Hakikat kejujuran dalam hal ini adalah hak yang telah tertetapkan, dan
terhubung kepada Tuhan. Ia akan sampai kepada-Nya, sehingga balasannya
akan didapatkan di dunia dan akhirat. Tuhan telah menjelaskan tentang
orang-orang yang berbuat kebajikan, dan memuji mereka atas apa yang
telah diperbuat, baik berupa keimanan, sedekah ataupun kesabaran.

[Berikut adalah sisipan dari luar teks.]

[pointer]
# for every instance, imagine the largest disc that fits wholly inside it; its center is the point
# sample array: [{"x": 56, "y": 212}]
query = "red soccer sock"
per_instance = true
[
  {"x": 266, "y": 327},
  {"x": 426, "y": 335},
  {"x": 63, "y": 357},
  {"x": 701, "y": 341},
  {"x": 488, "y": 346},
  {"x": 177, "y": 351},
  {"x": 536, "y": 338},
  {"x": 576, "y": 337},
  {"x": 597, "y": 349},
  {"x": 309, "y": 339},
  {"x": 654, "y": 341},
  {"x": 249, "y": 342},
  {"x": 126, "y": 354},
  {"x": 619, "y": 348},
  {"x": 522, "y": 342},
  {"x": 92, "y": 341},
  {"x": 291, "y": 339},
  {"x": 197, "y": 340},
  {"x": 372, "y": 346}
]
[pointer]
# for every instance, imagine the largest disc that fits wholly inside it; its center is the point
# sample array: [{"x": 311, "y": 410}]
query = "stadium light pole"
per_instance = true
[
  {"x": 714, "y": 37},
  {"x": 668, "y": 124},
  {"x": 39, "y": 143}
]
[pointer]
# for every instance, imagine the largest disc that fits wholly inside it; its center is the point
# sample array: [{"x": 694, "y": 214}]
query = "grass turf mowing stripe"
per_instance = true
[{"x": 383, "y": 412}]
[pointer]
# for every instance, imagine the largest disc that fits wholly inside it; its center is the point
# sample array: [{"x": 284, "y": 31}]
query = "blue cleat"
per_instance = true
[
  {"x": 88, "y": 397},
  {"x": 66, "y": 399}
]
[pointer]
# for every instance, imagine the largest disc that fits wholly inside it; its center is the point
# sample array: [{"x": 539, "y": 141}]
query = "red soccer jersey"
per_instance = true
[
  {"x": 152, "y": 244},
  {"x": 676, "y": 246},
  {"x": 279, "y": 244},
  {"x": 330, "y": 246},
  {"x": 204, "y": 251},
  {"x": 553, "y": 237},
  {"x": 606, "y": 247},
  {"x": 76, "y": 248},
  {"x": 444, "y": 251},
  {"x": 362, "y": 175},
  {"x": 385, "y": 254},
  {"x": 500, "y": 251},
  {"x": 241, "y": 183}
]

Bahwa mereka itu adalah orang-orang jujur dan benar. Dan pada
hakekatnya jujur atau kejujuran dilandasi oleh kesadaran moral yang
tinggi, kesadaran pengakuan akan adanya sama hak dan kewajiban, serta
rasa takut terhadap kesalahan atau dosa.
E. Kecurangan
Kecurangan atau curang identik dengan ketidak jujuran atau tidak
jujur, dan sama pula dengan licik, meskipun tidak serupa benar. Sudah
tentu kecurangan sebagai lawan jujur.
Curang atau kecurangan artinya apa yang diinginkan tidak sesuai dengan
hati nuraninya. Atau orang itu memang dari hatinya sudah berniat
curang dengan maksud memperoleh keuntungan tanpa bertenaga dan usaha.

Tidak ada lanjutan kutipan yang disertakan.